Cage's piano with and without the screws and bolts - imagina
Discophage | France | 10/20/2007
(5 out of 5 stars)
"Toy Pianos seem not as easy to find these days as they once were, before the invasion of electronics and plastic instruments with awful hard rock-and-roll pre-recorded sounds - a parents' nightmare, a gift that'll make your nephew happy but NOT your sister or brother. This had left me in great frustration as I had been dearly wanting to offer one to my little toddler - and possibly to myself. So I leaped with joy this summer when I chanced upon one in a toy store while on vacation. Spread the news: THEY'RE BACK!

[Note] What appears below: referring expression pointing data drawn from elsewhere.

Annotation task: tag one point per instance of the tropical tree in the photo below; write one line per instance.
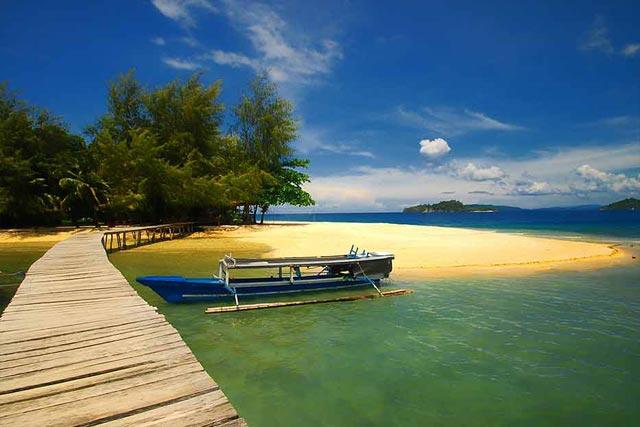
(84, 192)
(266, 128)
(36, 149)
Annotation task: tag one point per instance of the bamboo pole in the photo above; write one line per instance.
(231, 308)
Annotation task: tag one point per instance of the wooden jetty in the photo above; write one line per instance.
(116, 238)
(78, 346)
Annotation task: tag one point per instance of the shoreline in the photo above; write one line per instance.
(422, 251)
(463, 251)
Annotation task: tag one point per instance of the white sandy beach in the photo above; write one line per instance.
(427, 250)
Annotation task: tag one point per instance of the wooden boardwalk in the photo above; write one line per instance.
(78, 346)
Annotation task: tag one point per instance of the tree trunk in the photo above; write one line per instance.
(263, 210)
(246, 214)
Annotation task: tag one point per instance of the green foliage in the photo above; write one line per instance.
(155, 155)
(265, 128)
(36, 150)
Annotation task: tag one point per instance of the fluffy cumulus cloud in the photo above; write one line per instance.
(159, 41)
(598, 180)
(434, 148)
(475, 173)
(563, 177)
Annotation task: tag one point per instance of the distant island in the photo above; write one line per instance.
(629, 204)
(455, 206)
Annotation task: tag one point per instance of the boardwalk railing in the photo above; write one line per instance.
(116, 239)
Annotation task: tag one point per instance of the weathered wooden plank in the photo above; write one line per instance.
(78, 346)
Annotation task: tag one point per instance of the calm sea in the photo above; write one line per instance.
(560, 348)
(625, 224)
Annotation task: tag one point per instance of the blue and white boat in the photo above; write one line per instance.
(287, 275)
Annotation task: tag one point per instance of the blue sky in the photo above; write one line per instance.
(522, 103)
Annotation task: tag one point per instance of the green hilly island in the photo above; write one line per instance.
(455, 206)
(630, 204)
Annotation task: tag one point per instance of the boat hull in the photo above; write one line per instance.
(177, 289)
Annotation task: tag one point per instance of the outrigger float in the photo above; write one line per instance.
(290, 275)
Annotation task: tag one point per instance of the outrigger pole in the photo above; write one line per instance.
(369, 280)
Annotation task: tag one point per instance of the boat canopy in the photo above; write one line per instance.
(240, 263)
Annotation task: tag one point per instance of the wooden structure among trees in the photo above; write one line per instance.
(80, 347)
(116, 239)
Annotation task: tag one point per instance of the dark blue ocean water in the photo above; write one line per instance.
(621, 224)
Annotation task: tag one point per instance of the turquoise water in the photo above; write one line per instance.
(620, 224)
(559, 348)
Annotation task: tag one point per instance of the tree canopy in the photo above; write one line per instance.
(157, 154)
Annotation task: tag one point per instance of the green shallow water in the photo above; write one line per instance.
(558, 348)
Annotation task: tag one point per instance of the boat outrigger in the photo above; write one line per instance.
(295, 274)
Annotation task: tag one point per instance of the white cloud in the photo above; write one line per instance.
(434, 148)
(190, 41)
(598, 37)
(631, 49)
(287, 56)
(475, 173)
(181, 10)
(158, 41)
(181, 64)
(546, 179)
(450, 122)
(534, 188)
(597, 180)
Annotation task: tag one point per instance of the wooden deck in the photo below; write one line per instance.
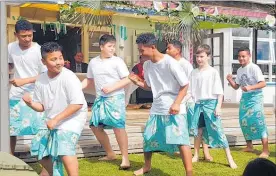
(88, 145)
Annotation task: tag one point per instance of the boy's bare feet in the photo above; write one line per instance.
(141, 171)
(247, 149)
(208, 158)
(264, 154)
(232, 164)
(107, 158)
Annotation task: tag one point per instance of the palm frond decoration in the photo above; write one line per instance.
(84, 13)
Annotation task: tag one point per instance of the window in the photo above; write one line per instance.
(266, 50)
(235, 68)
(237, 44)
(264, 68)
(94, 48)
(263, 51)
(241, 32)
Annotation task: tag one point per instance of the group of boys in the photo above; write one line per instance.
(49, 102)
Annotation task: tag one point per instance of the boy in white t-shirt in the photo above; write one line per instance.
(58, 92)
(109, 75)
(207, 92)
(174, 49)
(251, 115)
(25, 58)
(167, 127)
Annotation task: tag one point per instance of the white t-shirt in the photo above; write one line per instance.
(57, 93)
(27, 63)
(107, 72)
(251, 74)
(188, 68)
(165, 79)
(205, 84)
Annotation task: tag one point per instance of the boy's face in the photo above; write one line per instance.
(172, 51)
(202, 59)
(146, 51)
(108, 49)
(54, 62)
(143, 59)
(244, 57)
(25, 38)
(79, 57)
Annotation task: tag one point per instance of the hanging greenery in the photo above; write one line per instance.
(72, 13)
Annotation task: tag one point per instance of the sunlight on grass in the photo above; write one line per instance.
(171, 165)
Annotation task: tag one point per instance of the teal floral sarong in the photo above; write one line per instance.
(24, 120)
(109, 112)
(213, 133)
(166, 133)
(54, 144)
(251, 116)
(190, 113)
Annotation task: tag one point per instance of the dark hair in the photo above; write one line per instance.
(23, 25)
(176, 44)
(106, 38)
(146, 39)
(204, 48)
(244, 49)
(260, 166)
(49, 47)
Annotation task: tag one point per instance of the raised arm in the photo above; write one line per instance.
(232, 82)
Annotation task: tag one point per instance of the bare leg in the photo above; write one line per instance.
(104, 141)
(47, 164)
(71, 165)
(230, 160)
(249, 146)
(265, 153)
(147, 167)
(186, 156)
(44, 172)
(12, 144)
(197, 142)
(206, 152)
(121, 137)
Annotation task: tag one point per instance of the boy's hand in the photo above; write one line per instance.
(217, 111)
(174, 109)
(27, 98)
(51, 124)
(17, 82)
(246, 88)
(229, 77)
(107, 90)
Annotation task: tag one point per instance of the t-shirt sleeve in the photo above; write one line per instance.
(37, 95)
(258, 74)
(89, 71)
(237, 80)
(73, 89)
(122, 68)
(178, 73)
(135, 69)
(146, 73)
(10, 60)
(217, 86)
(189, 69)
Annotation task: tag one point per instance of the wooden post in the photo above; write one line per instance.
(85, 43)
(4, 98)
(254, 48)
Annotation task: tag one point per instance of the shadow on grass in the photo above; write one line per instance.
(134, 166)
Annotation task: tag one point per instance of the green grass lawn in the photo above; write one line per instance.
(171, 165)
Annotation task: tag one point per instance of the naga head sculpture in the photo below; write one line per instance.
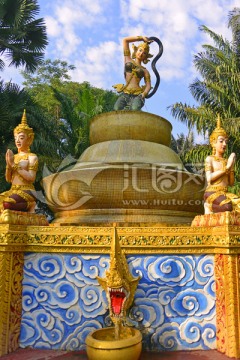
(119, 284)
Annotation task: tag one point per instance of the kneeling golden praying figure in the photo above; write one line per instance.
(21, 171)
(219, 175)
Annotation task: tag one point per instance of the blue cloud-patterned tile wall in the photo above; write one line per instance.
(174, 304)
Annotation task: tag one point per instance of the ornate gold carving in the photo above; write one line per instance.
(220, 303)
(22, 218)
(228, 304)
(142, 240)
(119, 284)
(11, 265)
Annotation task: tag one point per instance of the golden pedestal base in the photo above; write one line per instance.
(221, 241)
(101, 345)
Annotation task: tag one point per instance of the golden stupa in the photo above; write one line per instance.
(129, 174)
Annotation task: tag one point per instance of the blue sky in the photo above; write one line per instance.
(88, 34)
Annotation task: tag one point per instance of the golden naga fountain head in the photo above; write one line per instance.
(118, 342)
(119, 284)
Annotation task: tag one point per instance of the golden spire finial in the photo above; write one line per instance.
(218, 131)
(24, 118)
(23, 127)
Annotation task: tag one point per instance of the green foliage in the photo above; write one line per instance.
(216, 92)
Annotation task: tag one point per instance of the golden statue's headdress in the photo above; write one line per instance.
(23, 127)
(146, 47)
(218, 131)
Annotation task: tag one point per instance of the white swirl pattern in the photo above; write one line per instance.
(174, 303)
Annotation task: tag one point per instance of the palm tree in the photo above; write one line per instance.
(22, 37)
(217, 92)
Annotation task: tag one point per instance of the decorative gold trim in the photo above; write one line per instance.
(11, 270)
(141, 240)
(227, 272)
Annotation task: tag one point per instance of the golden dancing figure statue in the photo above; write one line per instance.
(219, 175)
(132, 94)
(21, 171)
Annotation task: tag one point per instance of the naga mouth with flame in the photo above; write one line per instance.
(118, 297)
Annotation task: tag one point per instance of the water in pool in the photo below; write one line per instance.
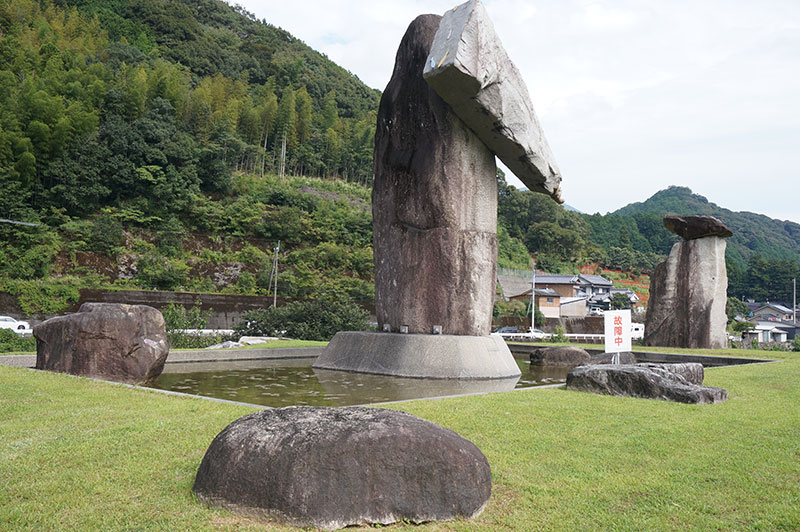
(279, 383)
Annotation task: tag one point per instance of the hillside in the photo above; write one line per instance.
(752, 233)
(147, 104)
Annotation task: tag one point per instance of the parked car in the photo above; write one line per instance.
(538, 334)
(7, 322)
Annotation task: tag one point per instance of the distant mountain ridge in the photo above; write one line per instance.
(752, 233)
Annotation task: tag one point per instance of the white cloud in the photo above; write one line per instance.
(634, 95)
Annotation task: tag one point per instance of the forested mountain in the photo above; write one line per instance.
(763, 255)
(753, 234)
(145, 137)
(144, 104)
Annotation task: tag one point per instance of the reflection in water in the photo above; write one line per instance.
(279, 383)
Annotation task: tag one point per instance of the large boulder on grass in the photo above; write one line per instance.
(335, 467)
(647, 381)
(564, 355)
(123, 343)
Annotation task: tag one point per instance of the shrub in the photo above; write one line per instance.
(159, 273)
(178, 320)
(319, 319)
(106, 235)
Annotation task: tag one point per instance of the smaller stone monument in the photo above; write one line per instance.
(116, 342)
(680, 383)
(331, 468)
(688, 291)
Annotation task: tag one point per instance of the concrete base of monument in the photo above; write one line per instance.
(429, 356)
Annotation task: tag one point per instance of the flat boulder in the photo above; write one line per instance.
(691, 371)
(692, 227)
(565, 355)
(625, 357)
(647, 381)
(331, 468)
(122, 343)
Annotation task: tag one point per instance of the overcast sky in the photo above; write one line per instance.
(633, 95)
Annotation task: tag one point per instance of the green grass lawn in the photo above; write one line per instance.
(76, 454)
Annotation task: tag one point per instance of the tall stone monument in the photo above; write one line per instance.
(455, 101)
(688, 291)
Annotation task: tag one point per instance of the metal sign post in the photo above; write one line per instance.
(617, 332)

John Cage was ever an experimenter in piano sounds, and an arch-provocateur as well, so it comes as no surprise that he composed not only for the famous prepared piano, but also for toy piano. The tinny sound of the toy piano isn't so far after all from that of a prepared piano, and Cage must have revelled sitting in front of the tiny thing during the Merce Cunningham dance performances for which it was written in 1948, or later the concert premiere in New York in 1960. As he inscribed on the score that the composition could be played both on toy piano and on a normal piano, it was a nice idea of Joshua Pierce to give both versions, opening and closing the disc. One can hear that the apparently simple textures of the toy piano (a lot of it plays on only five white notes, and the composition is really a study on child-like simplicity and restricted keyboard range, likening it to some of Bartok's easiest Mikrokosmos) are not so simple after all when played on the normal one ("grown-up", the liner notes call it), with in particular interesting play on the resonance obtained by maintining keys depressed while hitting on others, which doesn't come out too well on the toy instrument (but the noise of its mechanism certainly does).

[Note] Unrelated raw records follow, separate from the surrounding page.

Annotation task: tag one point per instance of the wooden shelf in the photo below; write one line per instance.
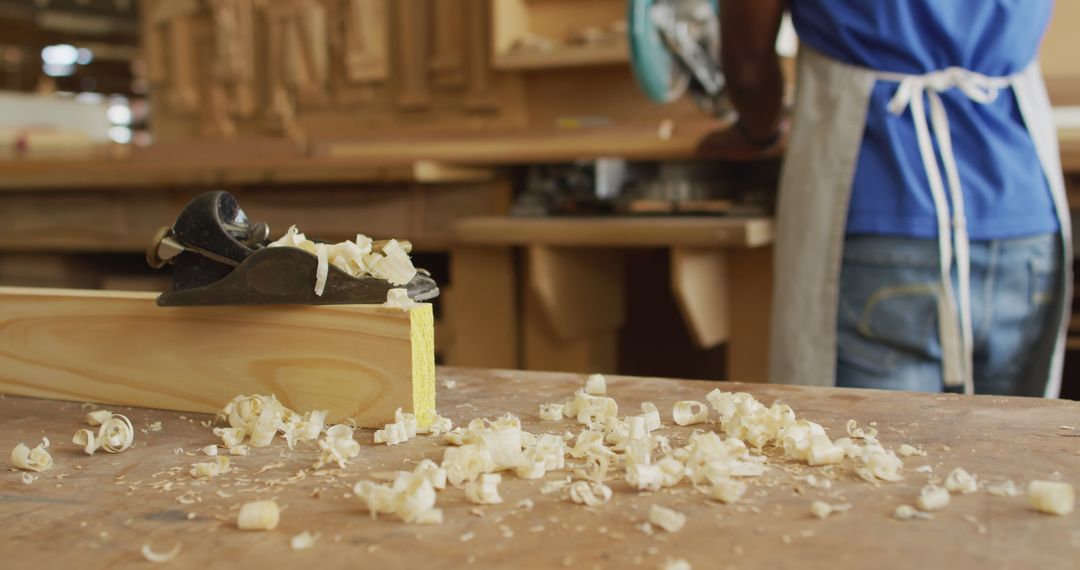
(616, 52)
(617, 231)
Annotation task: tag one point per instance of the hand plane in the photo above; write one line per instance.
(218, 257)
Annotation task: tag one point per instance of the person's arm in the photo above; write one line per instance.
(751, 65)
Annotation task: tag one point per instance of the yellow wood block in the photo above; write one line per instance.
(356, 361)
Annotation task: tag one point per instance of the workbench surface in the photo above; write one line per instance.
(96, 512)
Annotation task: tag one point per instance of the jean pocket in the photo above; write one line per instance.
(883, 321)
(1043, 282)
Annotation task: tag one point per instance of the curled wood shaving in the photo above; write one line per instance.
(689, 412)
(258, 515)
(932, 498)
(337, 446)
(211, 469)
(97, 417)
(551, 411)
(304, 541)
(589, 493)
(36, 459)
(485, 489)
(397, 298)
(595, 385)
(666, 518)
(961, 482)
(160, 557)
(728, 490)
(823, 510)
(1054, 498)
(676, 564)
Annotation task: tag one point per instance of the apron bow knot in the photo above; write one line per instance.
(953, 239)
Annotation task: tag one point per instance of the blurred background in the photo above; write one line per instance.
(563, 212)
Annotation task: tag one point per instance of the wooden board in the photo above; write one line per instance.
(94, 220)
(617, 231)
(360, 362)
(96, 512)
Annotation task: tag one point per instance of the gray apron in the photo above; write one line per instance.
(831, 111)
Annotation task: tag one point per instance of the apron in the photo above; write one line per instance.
(831, 111)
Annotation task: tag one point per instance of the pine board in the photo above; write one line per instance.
(356, 361)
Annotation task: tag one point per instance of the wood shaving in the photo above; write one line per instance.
(666, 518)
(590, 494)
(37, 459)
(551, 411)
(961, 482)
(211, 469)
(160, 557)
(823, 510)
(1007, 488)
(485, 489)
(909, 513)
(258, 515)
(932, 498)
(689, 412)
(595, 385)
(304, 541)
(397, 298)
(676, 564)
(1054, 498)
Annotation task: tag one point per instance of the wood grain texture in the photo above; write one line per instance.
(366, 53)
(412, 19)
(448, 46)
(106, 510)
(359, 362)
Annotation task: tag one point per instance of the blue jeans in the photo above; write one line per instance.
(887, 321)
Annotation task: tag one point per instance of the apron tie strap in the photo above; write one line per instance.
(952, 224)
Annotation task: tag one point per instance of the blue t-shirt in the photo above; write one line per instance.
(1004, 190)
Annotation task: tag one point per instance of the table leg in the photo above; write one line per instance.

I'm not so convinced with Music for Amplified Toy Pianos, which is one of those "experimental" scores of the composer in which much is left to chance. Here, the score results from superimposing 8 transparent sheets in any order, and can be performed by any number of toy pianos and accompanying percussion. But to me it sounds only like a tinny klonk here, a tinny klonk there and a few automobile horn honks in between.
It is particularly interesting to hear "The Seasons", written in 1947 for another Cunningham ballet, as it is, for once, scored for "normal", e.g. unprepared piano. Hearing the Sonatas and Interludes I often get the impression that the music is really only about the strange and arresting sounds of the prepared piano, but that there is not much beyond that: take off all the pins and bolts, screws, rubber pieces and all the objects that "encumber" the strings, and not much would be left, ditty-like music so simplistic as to leave one unquenched. Well, in a way, this is it: "The Seasons" is the music of Cage without the sounds of the prepared piano. And, much to my surprise, I find it actually quite convincing. In some pieces you hear the limps and the rhythmic bite and the dreamy mood of the Sonatas (tracks 4, 5, 10, 11). The atmosphere is somewhere between the stern style of Copland's Piano Sonata and Feldman's minimalist piano music. In his simutaneous and pounding use of extreme low and extreme high registers, Cage's normal piano at times almost sounds prepared (track 11). The music's terse simplicity also brings Satie - whom Cage much admired - to mind (again try track 11) as well as Cage's own String Quartet, but one is also surprised to encounter harmonies evocative of Debussy and French impressionism (track 7).
But the true masterpiece here is "A Book of Music" for two prepared pianos. Not being a specialist of Cage, I had thought the Sonatas and Interludes were his first really major work for prepared piano. But this composition for two pianos was composed in 1944 for the famous Gold and Fizdale piano duet, two years before the first Sonatas. The liner notes call it "possibly Cage's magnum keyboard opus" and I agree. Sure enough, it starts very much like the Sonatas and Interludes : apparently simple, gamelan-sounding, ritualistic. But then begins the second part (track 15) and the music becomes very agitated, virtuosic, jazzy, belying the notion that Cage's music is "simple". Actually, with all the busy activity and complex rhythmical interplay, I never felt as much as here Cage's proximity to Nancarrow.
The recordings were made between 1976 and 1989 (no other precisions given). They sound excellent. Good liner notes.
Now I'll look for the score to "Suite for Toy Piano" and try and play it on my kid's toy piano - if he lets me.